When You Miss Them But Know They Were Bad for You
Let’s get one thing clear: just because you miss someone doesn’t mean they were good for you. Missing someone toxic is like craving fast food when you’re trying to eat clean. You don’t miss the aftermath—you just miss the high.
I’ve been there. You tell yourself, “She wasn’t all bad.” You re-read old messages, scroll through photos, maybe even hear a song and feel a gut punch. Your brain starts rewriting history, and before you know it, you’re thinking about texting them.
Don’t.
Here’s the truth you need to hear—especially when your heart won’t shut up but your gut already knows:
1. Missing Them Doesn’t Mean You Should Go Back
Emotions aren’t facts. Missing someone doesn’t mean you made the wrong decision. It means you’re grieving a connection—even if it was unhealthy, uneven, or downright abusive. Missing them is just part of the detox.
It’s called withdrawal, not a sign from the universe.
2. You’re Addicted to the High, Not the Person
Toxic relationships have a nasty pattern: chaos, then calm. Fights, then great sex. Guilt, then charm. It’s a cycle that hooks you in and makes you associate pain with passion. That’s not love. That’s trauma bonding.
What you miss is the rollercoaster. Not the person who strapped you in and walked away.
3. Stop Romanticizing the Good Moments
They laughed at your jokes. They knew your favorite coffee. They had this look when they were vulnerable. Sure. But they also gaslit you, ghosted you, made you feel like you were hard to love. That’s the full picture.
You can miss the good without pretending the bad didn’t exist.
4. Memory Has a Filter—and It’s Lying to You
When you’re lonely, memory becomes a selective little bastard.
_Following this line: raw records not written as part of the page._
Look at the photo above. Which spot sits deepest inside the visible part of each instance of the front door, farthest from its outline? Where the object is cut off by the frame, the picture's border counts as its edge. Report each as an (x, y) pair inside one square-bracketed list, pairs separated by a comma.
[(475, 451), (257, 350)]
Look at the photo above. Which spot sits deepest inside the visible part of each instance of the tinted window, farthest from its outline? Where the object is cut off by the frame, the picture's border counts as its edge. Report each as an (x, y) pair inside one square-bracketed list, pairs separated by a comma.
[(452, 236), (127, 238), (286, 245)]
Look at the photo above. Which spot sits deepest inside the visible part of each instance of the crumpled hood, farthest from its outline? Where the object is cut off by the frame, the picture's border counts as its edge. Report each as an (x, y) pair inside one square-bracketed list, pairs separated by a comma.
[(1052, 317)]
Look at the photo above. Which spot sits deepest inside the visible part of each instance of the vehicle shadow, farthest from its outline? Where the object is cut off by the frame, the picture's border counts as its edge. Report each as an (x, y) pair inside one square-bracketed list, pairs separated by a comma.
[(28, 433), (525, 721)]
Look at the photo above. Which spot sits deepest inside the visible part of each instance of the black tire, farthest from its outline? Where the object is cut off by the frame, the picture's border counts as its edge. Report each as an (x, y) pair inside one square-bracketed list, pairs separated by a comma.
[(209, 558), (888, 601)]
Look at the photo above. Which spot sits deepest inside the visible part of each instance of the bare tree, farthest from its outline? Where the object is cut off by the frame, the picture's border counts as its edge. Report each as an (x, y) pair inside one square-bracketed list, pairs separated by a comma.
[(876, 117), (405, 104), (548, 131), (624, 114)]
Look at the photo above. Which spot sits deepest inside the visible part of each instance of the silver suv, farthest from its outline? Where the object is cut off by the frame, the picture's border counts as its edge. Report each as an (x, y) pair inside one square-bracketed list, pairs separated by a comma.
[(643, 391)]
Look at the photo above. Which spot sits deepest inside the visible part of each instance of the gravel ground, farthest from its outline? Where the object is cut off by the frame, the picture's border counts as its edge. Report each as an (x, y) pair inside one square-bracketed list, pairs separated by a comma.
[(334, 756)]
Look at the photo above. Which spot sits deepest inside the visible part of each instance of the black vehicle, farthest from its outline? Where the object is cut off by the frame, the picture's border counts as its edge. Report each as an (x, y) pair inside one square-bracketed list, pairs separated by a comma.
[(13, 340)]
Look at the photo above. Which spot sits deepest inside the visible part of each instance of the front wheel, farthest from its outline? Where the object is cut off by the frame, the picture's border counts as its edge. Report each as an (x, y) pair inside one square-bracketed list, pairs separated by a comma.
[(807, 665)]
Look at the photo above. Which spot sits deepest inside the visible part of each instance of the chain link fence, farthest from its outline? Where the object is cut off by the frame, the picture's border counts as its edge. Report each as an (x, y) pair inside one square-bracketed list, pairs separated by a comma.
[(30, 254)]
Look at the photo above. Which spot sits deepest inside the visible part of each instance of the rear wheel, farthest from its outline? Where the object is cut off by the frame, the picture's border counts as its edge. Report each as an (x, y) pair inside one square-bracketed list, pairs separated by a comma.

It turns arguments into “misunderstandings,” emotional abuse into “they were just hurt,” and red flags into “maybe I overreacted.” Stop. You didn’t.
If it was bad for your mental health, it was bad—period.
5. Ask Yourself: What Do I Actually Miss?
Do you miss them… or do you miss being wanted? Do you miss who they were… or who you hoped they’d become? Half the time, we’re mourning potential, not reality. That’s like crying over a house you imagined but never lived in.
Miss what was real, not what was fantasy.
6. Missing Them Is Normal. Staying Stuck Isn’t.
You’re human. You connected. You cared. Of course you miss them. But don’t let that missing become your prison. Feel it. Then move. Cry, then go to the gym. Hurt, then make plans. Let the ache walk beside you—but don’t let it steer the damn car.
7. Rebuild, One Day at a Time
The antidote to missing someone isn’t numbing out—it’s rebuilding your life without them in it. Piece by piece. Confidence. Routines. Joy. New energy. It’s not glamorous, but it’s real.
Each day you don’t text them? That’s you healing. Quietly. Powerfully.
Final Thought
You’re allowed to miss someone and still know they were wrong for you. That’s not weakness—it’s wisdom with a heartbeat. Just don’t let missing them fool you into thinking you lost something worth keeping.
Sometimes the thing you miss was never really love—it was just familiar pain. Also, you miss the fun potions, not the toxicity.
Choose peace. Miss them from a distance. And move the hell on.